Поднимаясь по лестнице как обычно, Хатам увидел Ходжу-цирюльника и Карима-каменотеса и поздоровался с ними.

Во дворе мечети было полно народу. Увидевшие Додхудая люди расступились на две стороны, говоря: «Дорогу, дайте дорогу!», а Хатам с возгласом: «Берегись! Посторонись!» — пробирался между выстраивавшимися в два ряда молельщиками. Додхудай поклоном головы здоровался с людьми, держался гордо, словно все эти люди специально вышли его встречать.

Поднявшись по ступенькам на высокую террасу, Хатам зашел в правое крыло мечети, подошел к поставленному возле минбара для чтения хутбы приспособлению — низкому широкому табурету, присел на корточки и с помощью людей усадил Додхудая на табурет.
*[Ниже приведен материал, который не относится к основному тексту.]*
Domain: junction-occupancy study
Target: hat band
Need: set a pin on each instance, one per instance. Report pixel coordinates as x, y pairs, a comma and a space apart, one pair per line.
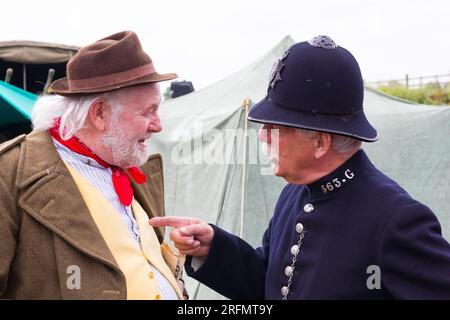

Некоторые из молельщиков подходили к Додхудаю, здоровались с ним, снова возвращались и становились в ряд. Хатам перевел дыхание, вытер пот с лица, поправил одежду на себе, намотал одолженную Додхудаем чалму палевого цвета на голову и сел рядом с ним на корточки.

В ожидании домуллы-имама молельщики молча сидели стройными рядами, некоторые из них перебирали четки.

Обычно люди высоких сословий совершали намаз внутри мечети, а большинство молельщиков: ремесленники, бедняки — на террасе мечети на широком дворе. Находившиеся внутри мечети молились богу на ковровых или тканых из шерсти толстых, мягких подстилках, а те, кто был снаружи, поклонялись аллаху на постланных на землю собственных халатах или поясных платках. В особенности людно бывало в мечети имама Хасана, имама Хусана по пятницам, когда здесь собиралось не меньше пятисот правоверных.

В полдень солнце поднимается к зениту, а по ступенькам мечети медленно поднимается Имам Урганджи, поддерживаемый под руки двумя прихожанами.

Правая нога имама немного короче левой, поэтому он ходит, припадая всем туловищем на одну сторону. Когда люди хотят сказать друг другу что-нибудь об имаме, всегда добавят и прозвище — хромой. Он среднего роста, с продолговатым лицом и плоской переносицей, отчего ноздри его приплюснутого носа смотрят не вниз, а выворочены кверху. Говорит он гнусавя. Губы его, хотя толсты и мясисты, но как-то так устроены, что не могут скрывать крупных некрасивых зубов. Имаму приходится как бы натягивать свои губы на широкие резцы, чтобы их не было видно. По этой же причине он старается не улыбаться.

Рыжая борода давно уж с проседью.

В дни джума-намаза имам одевается по-особому. Поверх летнего легкого халата — ватный бекасамовый чапан. Чалма на голове могла бы сравниться по величине разве что с гнездом аиста, она белоснежная и придает мулле величие, несмотря на его хромоту. И вот, ведомый под руки двумя прихожанами, он важно поднимается по ступенькам мечети.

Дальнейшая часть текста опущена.